Hot
Dog
June 19 2016
It
was always hot dogs
simmering
in a pot
of
tired water.
Small
globules of yellow fat
bobbing
on top,
the
dogs
plump,
pink, circling.
This
was lunch
home
from school.
The
white airy bun, a little stale.
Milk,
in the usual tumbler
its
clear glass dulled.
Who
knew what was in
that
chemical meat
its
tight elastic membrane?
Anyway,
kids only know what they know;
the
order of things
seems
pre-ordained
as
permanent as home.
Familiarity,
though, is little comfort
and
I hate hot dogs today.
The
snap
of
teeth on skin
the
first salty squirt.
The
bland sweetness
of
toothless buns.
And
that unforgettable smell,
marinating
in their own bath-water
over-done.
I saw a very unappetizing picture of a pale hot dog on a dry white bun. This memory immediately resurfaced: not just the biographical memory, but the sensory one.

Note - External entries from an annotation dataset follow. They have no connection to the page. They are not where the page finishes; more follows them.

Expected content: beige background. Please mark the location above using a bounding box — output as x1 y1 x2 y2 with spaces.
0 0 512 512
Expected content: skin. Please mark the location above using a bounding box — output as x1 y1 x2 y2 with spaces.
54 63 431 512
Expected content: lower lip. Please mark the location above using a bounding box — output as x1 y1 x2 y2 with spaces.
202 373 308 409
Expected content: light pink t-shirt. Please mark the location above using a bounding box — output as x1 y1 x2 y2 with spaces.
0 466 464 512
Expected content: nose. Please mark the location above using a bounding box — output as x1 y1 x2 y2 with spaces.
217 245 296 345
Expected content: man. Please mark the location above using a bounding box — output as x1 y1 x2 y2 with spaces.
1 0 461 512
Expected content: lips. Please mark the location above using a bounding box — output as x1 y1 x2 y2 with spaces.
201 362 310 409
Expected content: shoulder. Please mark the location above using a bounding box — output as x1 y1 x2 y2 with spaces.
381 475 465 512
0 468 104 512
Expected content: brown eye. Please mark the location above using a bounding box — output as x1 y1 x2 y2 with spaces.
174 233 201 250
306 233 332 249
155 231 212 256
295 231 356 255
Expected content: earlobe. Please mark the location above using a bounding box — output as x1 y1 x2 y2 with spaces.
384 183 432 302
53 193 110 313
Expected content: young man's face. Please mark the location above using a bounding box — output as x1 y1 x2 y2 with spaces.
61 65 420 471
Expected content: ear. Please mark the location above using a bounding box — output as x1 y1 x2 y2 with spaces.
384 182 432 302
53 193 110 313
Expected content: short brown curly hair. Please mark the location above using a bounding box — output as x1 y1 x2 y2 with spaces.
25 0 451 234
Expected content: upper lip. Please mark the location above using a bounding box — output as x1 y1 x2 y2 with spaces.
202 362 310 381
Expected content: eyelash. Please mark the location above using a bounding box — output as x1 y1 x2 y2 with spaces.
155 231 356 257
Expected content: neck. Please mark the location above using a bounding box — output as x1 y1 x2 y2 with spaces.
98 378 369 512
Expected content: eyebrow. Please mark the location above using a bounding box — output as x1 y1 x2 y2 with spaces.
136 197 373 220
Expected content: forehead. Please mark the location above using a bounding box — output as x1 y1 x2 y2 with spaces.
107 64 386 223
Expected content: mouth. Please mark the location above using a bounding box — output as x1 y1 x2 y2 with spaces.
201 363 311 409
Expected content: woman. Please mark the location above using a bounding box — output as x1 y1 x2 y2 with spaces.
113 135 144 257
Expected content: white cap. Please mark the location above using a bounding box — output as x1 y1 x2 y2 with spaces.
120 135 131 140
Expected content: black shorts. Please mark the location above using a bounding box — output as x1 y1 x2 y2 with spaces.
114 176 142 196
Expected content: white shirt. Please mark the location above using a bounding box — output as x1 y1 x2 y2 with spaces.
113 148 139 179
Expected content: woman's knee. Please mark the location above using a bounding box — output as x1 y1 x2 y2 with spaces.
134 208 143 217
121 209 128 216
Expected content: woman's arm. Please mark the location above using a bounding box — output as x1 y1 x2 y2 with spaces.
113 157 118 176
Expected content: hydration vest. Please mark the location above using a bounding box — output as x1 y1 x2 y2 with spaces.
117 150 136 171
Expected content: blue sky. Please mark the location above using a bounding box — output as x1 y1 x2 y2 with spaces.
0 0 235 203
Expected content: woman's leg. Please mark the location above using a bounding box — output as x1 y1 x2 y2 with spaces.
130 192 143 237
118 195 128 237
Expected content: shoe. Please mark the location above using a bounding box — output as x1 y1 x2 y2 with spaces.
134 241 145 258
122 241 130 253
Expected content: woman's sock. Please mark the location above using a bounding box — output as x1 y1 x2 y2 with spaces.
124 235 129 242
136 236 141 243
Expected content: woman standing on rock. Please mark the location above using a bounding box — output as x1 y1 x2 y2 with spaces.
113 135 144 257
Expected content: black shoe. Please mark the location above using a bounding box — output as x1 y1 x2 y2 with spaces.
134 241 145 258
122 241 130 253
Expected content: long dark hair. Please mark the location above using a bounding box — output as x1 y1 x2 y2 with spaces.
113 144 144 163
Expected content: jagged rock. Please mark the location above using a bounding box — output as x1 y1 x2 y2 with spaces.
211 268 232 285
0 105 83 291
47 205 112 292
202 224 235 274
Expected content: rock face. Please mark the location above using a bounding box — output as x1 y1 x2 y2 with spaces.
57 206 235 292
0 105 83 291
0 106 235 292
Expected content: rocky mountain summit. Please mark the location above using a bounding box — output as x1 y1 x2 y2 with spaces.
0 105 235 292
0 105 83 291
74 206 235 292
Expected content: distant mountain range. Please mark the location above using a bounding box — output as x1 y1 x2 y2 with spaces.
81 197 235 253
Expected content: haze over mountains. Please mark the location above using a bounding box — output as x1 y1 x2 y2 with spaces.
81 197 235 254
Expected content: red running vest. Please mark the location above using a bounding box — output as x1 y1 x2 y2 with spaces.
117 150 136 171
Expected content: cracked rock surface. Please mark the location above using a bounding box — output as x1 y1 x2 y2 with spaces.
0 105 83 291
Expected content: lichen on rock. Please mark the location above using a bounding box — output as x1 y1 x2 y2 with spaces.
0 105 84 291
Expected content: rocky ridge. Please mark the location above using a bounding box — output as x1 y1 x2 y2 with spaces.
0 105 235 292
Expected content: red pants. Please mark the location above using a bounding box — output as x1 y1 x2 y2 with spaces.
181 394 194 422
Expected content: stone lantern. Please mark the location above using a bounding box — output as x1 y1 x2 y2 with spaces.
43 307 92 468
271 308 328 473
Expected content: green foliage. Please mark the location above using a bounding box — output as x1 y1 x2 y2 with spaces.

For a long time, lunch was boiled hot dogs. Later, very water Kraft Dinner. ...Maybe a nutritionally suspect childhood is what accounts for my small size!
(“Kraft Dinner”, btw, is a distinctly Canadian term. The same product is sold south of the border. But no one there calls it “Kraft dinner”; it’s just good old mac and cheese!)